Nâzım’ın rüzgâra karşı yürüyen adam heykeli vardı başında. Siyah bir mermerden ama parıl parıl parlayan. Rüzgâra karşı yürüyen adam, tek başına. Seni o kadar güzel anlatıyor ki canım ustam. İnsanın, sevdanın, özlemin, toprağın yanında bir adam. Yanlışlara, sistemin açmazlarına, çaresizliklere doğru yürüyen. Baktım da, o rüzgâr nasıl vuruyordu bağrına. Göğüs kemiklerim sızladı, hem de nasıl sızladı. Mermerine dokuna dokuna taradım gür saçlarını. Potinlerinin tozunu aldım. Bağcıklarını sıkı sıkıya bağladım. Parkanı sırtına attım. Yürüme zamanıydı. Bu karanlık insanlığa, bu başıbozuk düzene karşı… Sanki başını çevirip şöyle bir baktın, arkamdan “yürü çocuk rüzgâr seni de çarpmasın” der gibi. Şiirimde de söylediğim gibi “sen ki bir kadının memelerini/ içinde kalp taşıyor diye seven” ben nasıl sevmem şimdi seni!
Şu şiirin geldi birden aklıma. “Evladım, sizin dergi için bir şiircik” diye başlayan bir mektubunda yazdığın ve hangi dergiye, kime gönderdiğini öğrenemediğim: “Soğuk yağmurların şehrinde/ gece otel odasında sırt üstü yatıyorum/ gözlerim tavana dikili/ bulutlar geçiyor tavandan/ ıslak asfaltı geçen kamyonlar gibi ağır/ ve sağda uzakta ak bir yapı yüz katlı belki/ tepesinde altın iğne parlıyor/ bulutlar geçiyor tavandan/ karpuz kayıkları gibi güneş yüklü bulutlar/ oturmuşum cumbaya/ yüzüme suların ışığı düşüyor/bir ırmak kıyısında mıyım? Bir deniz kıyısında mı?” devam ediyor. Da ben devam edemiyorum canım ustam, boğazıma düğüm üstüne düğüm atılıyor.
Şimdi kendini koyuverip uzun uzun ağlama zamanı. Şimdi kendini hiç anlamama zamanı. Bir aşkın boyunu bosunu bilirdin sen. Hangi kadına hangi açıdan bakılırsa aşk olur adı? Hangi kadının koynunda yalnızca uyunur, hangi kadın insanın yalnızlık huyudur? Bir uzun aşktı senin bende bıraktığın şiir ve bir uzun aşktı senin yeryüzünde insanın yalnızlığına dize dize sürdüğün sihir.
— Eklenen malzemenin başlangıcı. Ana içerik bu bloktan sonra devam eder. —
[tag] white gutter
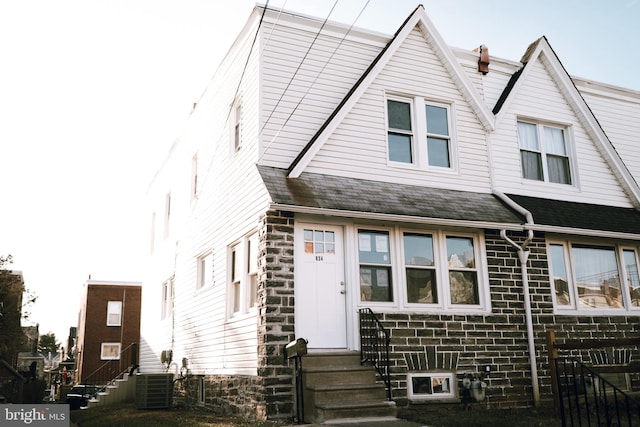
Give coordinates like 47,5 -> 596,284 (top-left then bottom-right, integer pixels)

“durup dururken hiç bitmeyecekmiş gibi bağlanıyorum başladığım güne
ve her seferinde sen çıkıyorsun suyun yüzüne…”
Nasıl diyordun bir şiirinde, hayatta her şeyin eskidiğini vurgulamak için ve yeryüzünün gelip geçiciliği ve insanın hiçliği ve insanın bir iz bile olmadığını ömürde.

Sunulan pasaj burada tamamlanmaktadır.